RAVENNA. Gli amanti dell’abbronzatura integrale chiedono più spazio. E per voce del presidente dell’Associazione naturista Emilia Romagna (Aner), Jean Pascal Marcacci, lanciano un appello affinché il tratto di spiaggia per i naturisti possa essere esteso. «Abbiamo una striscia di sabbia lunga 800 metri – dice Marcacci – ma quest’anno la fruizione è completamente cambiata. Bisogna garantire i distanziamenti, però non sarà semplice visto che, già dai primi giorni di giugno, abbiamo assistito a una grandissima affluenza. Per ora c’erano solo emiliano romagnoli; non oso immaginare quanta gente arriverà nei prossimi weekend».

Arenile riservato
La richiesta dei naturisti giunge nonostante la situazione sia migliorata: «La spiaggia si presenta più profonda degli anni scorsi – dice Marcacci – perché gli interventi mirati a preservare la sabbia hanno funzionato. La lunghezza è invariata e la spiaggia è cresciuta in larghezza. Abbiamo recuperato qualche metro quadrato, ma questo non basterà per l’estate ed è stato già evidente nei giorni del ponte del 2 giugno. Non vorrei che ci fosse spazio solo per coloro che riescono ad arrivare per primi. Bisogna trovare il modo di accogliere tutti i naturisti».

Numeri in crescita
Marcacci si aspetta un incremento dei frequentatori della spiaggia: «Dal momento che hanno aperto la circolazione tra le regioni, arriveranno molte più persone. Ci aspettiamo molti visitatori sia dal Nord Italia, in particolare da Lombardia e Veneto, che dal Sud, dalle Marche alla Puglia dove non ci sono spiagge dedicate ai naturisti».

L’appello
Marcacci rivolge un appello ai Forestali: «Vista l’eccezionalità dei tempi che stiamo vivendo – dice – chiediamo che venga anticipato l’accesso al tratto di spiaggia limitrofo, in modo che possiamo distribuirci su una superficie superiore. La possibile apertura è attesa per il 15 luglio, ma credo che sia davvero troppo lontana nel tempo.

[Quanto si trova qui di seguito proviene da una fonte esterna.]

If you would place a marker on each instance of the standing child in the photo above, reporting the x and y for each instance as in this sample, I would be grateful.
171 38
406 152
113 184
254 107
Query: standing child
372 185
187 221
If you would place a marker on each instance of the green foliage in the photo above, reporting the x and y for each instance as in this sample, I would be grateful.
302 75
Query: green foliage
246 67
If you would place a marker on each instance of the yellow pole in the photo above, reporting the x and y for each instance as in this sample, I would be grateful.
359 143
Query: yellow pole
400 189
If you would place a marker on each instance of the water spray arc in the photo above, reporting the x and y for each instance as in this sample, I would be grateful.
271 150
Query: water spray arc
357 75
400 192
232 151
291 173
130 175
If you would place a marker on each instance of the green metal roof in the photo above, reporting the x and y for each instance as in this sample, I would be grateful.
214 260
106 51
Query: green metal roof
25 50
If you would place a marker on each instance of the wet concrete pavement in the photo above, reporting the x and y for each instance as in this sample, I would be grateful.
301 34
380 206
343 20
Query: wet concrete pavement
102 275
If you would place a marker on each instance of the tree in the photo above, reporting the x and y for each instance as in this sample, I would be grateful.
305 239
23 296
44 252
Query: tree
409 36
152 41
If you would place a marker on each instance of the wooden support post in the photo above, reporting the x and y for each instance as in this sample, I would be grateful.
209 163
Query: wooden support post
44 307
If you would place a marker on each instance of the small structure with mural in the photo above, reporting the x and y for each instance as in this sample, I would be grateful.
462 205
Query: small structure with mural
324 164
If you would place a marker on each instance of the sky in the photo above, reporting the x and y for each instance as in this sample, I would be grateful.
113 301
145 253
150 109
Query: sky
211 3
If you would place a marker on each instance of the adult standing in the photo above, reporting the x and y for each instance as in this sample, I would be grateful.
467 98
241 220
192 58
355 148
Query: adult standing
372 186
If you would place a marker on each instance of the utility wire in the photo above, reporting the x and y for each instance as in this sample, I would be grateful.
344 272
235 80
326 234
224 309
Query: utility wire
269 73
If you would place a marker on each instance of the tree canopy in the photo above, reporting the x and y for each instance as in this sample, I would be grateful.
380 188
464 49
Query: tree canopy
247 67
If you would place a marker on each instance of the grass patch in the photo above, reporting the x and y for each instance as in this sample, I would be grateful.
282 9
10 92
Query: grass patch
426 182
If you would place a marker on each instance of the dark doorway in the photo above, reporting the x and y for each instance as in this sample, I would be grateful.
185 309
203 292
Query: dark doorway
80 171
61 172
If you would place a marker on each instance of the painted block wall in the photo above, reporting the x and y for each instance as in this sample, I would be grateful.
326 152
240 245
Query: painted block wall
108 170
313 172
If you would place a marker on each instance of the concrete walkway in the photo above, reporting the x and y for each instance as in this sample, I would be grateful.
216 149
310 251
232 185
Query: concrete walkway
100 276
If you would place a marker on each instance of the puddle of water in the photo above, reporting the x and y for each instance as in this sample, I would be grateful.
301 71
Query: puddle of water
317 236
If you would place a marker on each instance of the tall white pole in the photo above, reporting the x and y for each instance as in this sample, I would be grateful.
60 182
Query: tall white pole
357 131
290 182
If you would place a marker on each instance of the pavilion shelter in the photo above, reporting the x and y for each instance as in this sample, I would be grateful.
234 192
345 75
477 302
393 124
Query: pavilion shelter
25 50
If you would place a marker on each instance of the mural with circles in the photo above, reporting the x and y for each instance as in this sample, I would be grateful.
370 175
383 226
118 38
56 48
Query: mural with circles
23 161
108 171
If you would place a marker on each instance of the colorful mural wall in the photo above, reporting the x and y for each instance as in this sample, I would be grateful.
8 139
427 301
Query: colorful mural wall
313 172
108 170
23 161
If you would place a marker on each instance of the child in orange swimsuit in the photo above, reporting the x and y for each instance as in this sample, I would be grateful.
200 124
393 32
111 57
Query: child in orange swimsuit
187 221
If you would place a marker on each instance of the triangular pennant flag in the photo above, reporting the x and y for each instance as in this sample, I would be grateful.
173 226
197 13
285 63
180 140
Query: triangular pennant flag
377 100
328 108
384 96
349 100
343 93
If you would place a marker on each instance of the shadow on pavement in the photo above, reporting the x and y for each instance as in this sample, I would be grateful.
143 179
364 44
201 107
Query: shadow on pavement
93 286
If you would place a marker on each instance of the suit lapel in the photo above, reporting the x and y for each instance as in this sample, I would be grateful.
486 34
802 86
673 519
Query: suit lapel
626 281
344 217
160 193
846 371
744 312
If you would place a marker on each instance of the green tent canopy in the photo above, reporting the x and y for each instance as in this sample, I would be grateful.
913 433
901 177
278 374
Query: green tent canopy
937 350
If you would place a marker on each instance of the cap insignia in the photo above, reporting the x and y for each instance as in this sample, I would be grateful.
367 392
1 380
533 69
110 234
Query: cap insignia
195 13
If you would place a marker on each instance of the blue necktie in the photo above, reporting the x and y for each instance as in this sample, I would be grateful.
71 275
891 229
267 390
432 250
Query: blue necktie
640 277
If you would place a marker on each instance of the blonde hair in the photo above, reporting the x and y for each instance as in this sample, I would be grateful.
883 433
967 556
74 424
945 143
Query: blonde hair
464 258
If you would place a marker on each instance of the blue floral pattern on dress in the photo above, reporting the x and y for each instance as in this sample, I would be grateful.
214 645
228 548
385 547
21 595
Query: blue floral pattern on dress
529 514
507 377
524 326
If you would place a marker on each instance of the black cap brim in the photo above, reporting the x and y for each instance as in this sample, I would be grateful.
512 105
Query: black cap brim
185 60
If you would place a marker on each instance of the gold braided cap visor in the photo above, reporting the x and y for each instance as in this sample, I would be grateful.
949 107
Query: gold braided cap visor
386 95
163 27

Abbiamo già inoltrato una prima richiesta, ricevendo però una risposta negativa». Ma il rischio, di fronte ai numeri, è che si creino assembramenti. «Il naturismo è da sempre molto rispettoso delle distanze. Per questo motivo credo che le regole di distanziamento sociale non ridimensioneranno la frequentazione. Lido di Dante è diventata una meta di riferimento e vedremo un grande afflusso degli italiani. Un discorso diverso va fatto per gli stranieri; in condizioni normali in questi giorni avremmo moltissimi tedeschi, che invece mancano del tutto. Sarà un’estate difficile per chi vuole viaggiare all’estero e anche l’Italia ne risentirà».

Steward e cartelli informativi
Gli associati dell’Aner forniscono informazioni sulle norme in spiaggia: «Le regole sono rispettate e aiuta anche il fatto che nella nostra spiaggia non ci siano aperitivi, locali, happy hour o altri appuntamenti. Ci saremmo però aspettati qualche cartello informativo che permettesse ai fruitori di informarsi sulle regole da seguire. Invece non c’è alcunché, così ci mettiamo a disposizione per chiarimenti. Avevo anche letto dell’idea di introdurre degli stewart per vigilare. Per ora non ne ho visti, ma sarebbero di grande aiuto».